Watch for — Frost and cold damage: It is not frost-hardy and collapses at the first frost. Do not plant out until after the last frost and night temperatures stay above about 10 C (50 F); bring containers indoors before cold snaps.

What shiso (perilla)'s hardiness rating actually means

Shiso (Perilla) is not cold hardy. It is a tropical houseplant that dies if it is left out through frost — there is no zone where it overwinters outdoors in a UK or cold-US climate. Its RHS rating of H1b means: Sub-tropical — a normal warm home is fine, but it cannot go outside in a cool season. On the US scale that maps to USDA Perennial only in USDA zones 10a-11b; grown as a frost-tender warm-season annual in all cooler zones — the zones where it can be left outdoors year-round.

New to these scales? The USDA hardiness zone map explained covers how the zone numbers work, and you can find your own zone with the zone finder.

Minimum temperature — and what happens below it

Minimum survivable temperature is roughly about 10 °C (sustained cold below this is damaging). Shiso (Perilla) has no frost tolerance at all — it is an indoor plant in any climate with a real winter.

Concretely, for shiso (perilla) as it gets too cold:

Can shiso (perilla) go outside or overwinter — and where?

Work back from your local frost dates with the frost-date calculator: the last spring frost and first autumn frost are what really decide when shiso (perilla) can be outside. US growers can check USDA zones; UK growers should use the RHS hardiness ratings, which match the H1b figure above.

Shiso (Perilla) hardiness — frequently asked questions

Is shiso (perilla) cold hardy?

Shiso (Perilla) is not cold hardy. It is a tropical houseplant that dies if it is left out through frost — there is no zone where it overwinters outdoors in a UK or cold-US climate. Indoor-only in almost every home. Shiso (Perilla) can only live outside year-round in genuinely frost-free climates (roughly USDA Perennial only in USDA zones 10a-11b; grown as a frost-tender warm-season annual in all cooler zones); everywhere else it is a houseplant that summers out at most.

What is the minimum temperature shiso (perilla) can survive?

Minimum survivable temperature is roughly about 10 °C (sustained cold below this is damaging). Shiso (Perilla) has no frost tolerance at all — it is an indoor plant in any climate with a real winter.
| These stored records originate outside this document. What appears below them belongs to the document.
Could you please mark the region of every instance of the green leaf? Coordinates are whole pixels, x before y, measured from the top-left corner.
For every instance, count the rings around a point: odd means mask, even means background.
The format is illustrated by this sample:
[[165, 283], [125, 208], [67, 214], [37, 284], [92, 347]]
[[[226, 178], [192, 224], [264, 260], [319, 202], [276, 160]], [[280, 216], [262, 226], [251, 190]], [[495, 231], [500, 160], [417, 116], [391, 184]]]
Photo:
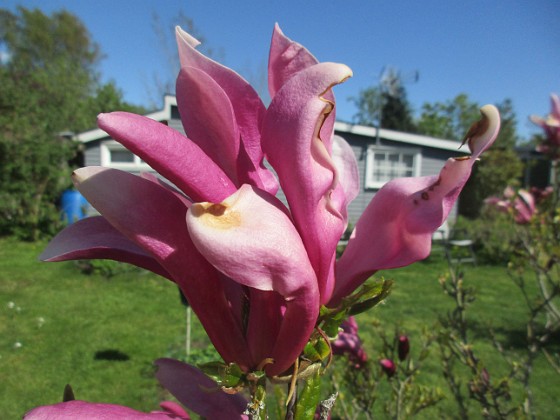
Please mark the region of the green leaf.
[[393, 282], [384, 279], [380, 283], [364, 285], [364, 288], [359, 292], [357, 303], [350, 307], [349, 315], [357, 315], [373, 308], [389, 296], [392, 287]]
[[214, 379], [218, 385], [228, 388], [237, 386], [244, 375], [241, 368], [235, 363], [226, 365], [223, 362], [209, 362], [199, 367], [206, 375]]
[[321, 325], [321, 329], [330, 338], [336, 338], [338, 336], [338, 328], [342, 321], [347, 317], [346, 311], [341, 311], [334, 314], [331, 317], [327, 317]]
[[315, 416], [321, 394], [321, 376], [317, 371], [307, 381], [296, 404], [295, 420], [310, 420]]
What hardiness zone is shiso (perilla)?

Shiso (Perilla) is rated USDA Perennial only in USDA zones 10a-11b; grown as a frost-tender warm-season annual in all cooler zones and RHS H1b — Sub-tropical — a normal warm home is fine, but it cannot go outside in a cool season.

Can shiso (perilla) survive winter outside?

It can holiday outdoors in summer once nights are reliably above 10 °C, in shade or dappled light, hardened off gradually. Bring it back indoors well before the first autumn frost — do not wait for a frost warning, move it when nights drop toward 10-12 °C. It will never overwinter outside in a temperate climate; the indoors is its winter home, full stop.

What happens to shiso (perilla) below its minimum temperature?

Below about about 10 °C, growth stalls and the leaves start to show cold stress — dark, water-soaked, or yellowing patches. A single light frost blackens the foliage; a hard freeze kills the whole plant, roots included, and it does not recover. Even a cold, draughty windowsill or an unheated porch in winter can be enough to damage it permanently.